Durante uma acareação realizada pela Polícia Federal (PF) e pela Procuradoria-Geral da República (PGR) no dia 30 de dezembro do ano passado, o banqueiro Daniel Vorcaro e o ex-presidente do Banco de Brasília (BRB), Paulo Henrique Costa, apresentaram versões conflitantes sobre as operações de crédito relacionadas ao Banco Master. O depoimento foi parte de uma investigação que visa apurar possíveis fraudes e irregularidades na aquisição de ativos do banco pelo BRB. A acareação foi determinada pelo ministro Dias Toffoli, que é o relator do inquérito em curso.
Contexto da acareação
A acareação foi um desdobramento das investigações que buscam esclarecer as alegações de fraudes no Banco Master, que incluem a tentativa de compra de ativos por parte do BRB. Essa investigação foi impulsionada por indícios de que a Tirreno, empresa ligada ao Banco Master, atuava como uma fachada para simular operações fraudulentas de compra e venda de créditos. O ministro Dias Toffoli decidiu que os desdobramentos do caso deveriam ocorrer no Supremo Tribunal Federal (STF) devido à citação de um deputado federal nas apurações, o que confere ao parlamentar foro privilegiado.

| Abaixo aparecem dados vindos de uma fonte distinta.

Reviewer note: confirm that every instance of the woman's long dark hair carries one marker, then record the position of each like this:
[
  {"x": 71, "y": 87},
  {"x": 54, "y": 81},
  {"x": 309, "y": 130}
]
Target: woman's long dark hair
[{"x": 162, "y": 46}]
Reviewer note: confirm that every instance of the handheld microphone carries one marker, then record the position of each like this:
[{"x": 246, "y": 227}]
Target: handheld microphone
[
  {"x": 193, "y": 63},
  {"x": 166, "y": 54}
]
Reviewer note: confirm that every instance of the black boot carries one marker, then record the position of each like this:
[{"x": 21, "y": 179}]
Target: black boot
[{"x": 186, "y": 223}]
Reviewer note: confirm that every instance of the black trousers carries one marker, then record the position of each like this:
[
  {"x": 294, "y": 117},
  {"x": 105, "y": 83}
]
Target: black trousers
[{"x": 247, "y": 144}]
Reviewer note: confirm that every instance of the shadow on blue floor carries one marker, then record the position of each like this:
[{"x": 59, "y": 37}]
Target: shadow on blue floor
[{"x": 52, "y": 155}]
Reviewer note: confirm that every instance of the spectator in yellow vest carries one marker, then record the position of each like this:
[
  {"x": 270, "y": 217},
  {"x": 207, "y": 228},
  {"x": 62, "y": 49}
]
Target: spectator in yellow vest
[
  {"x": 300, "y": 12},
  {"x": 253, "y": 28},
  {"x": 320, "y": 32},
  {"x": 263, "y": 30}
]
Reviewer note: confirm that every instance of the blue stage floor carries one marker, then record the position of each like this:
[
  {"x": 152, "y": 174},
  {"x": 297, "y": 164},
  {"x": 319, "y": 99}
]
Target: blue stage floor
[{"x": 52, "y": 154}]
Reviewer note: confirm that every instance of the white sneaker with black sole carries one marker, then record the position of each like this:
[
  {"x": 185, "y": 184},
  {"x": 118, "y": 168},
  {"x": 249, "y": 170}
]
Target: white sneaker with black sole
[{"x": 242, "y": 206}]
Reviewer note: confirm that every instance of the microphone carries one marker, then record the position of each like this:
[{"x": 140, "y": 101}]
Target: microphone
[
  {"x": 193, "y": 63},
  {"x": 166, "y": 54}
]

Contradições entre Vorcaro e Costa
Durante a acareação, Vorcaro afirmou que as carteiras de crédito da Tirreno, que estavam associadas ao Banco Master, eram oriundas de investimentos de terceiros e não pertenciam ao banco. Ele destacou que essa condição foi comunicada ao BRB durante as negociações. "A gente anunciou que faria a venda de originadores terceiros. A gente chegou a conversar que a gente começaria um novo formato de comercialização, que seria originada de terceiros, não mais originação própria", declarou o banqueiro. Essa afirmação, no entanto, foi contestada pelo ex-presidente do BRB, que alegou ter recebido informações de que os créditos eram de fato oriundos do Banco Master.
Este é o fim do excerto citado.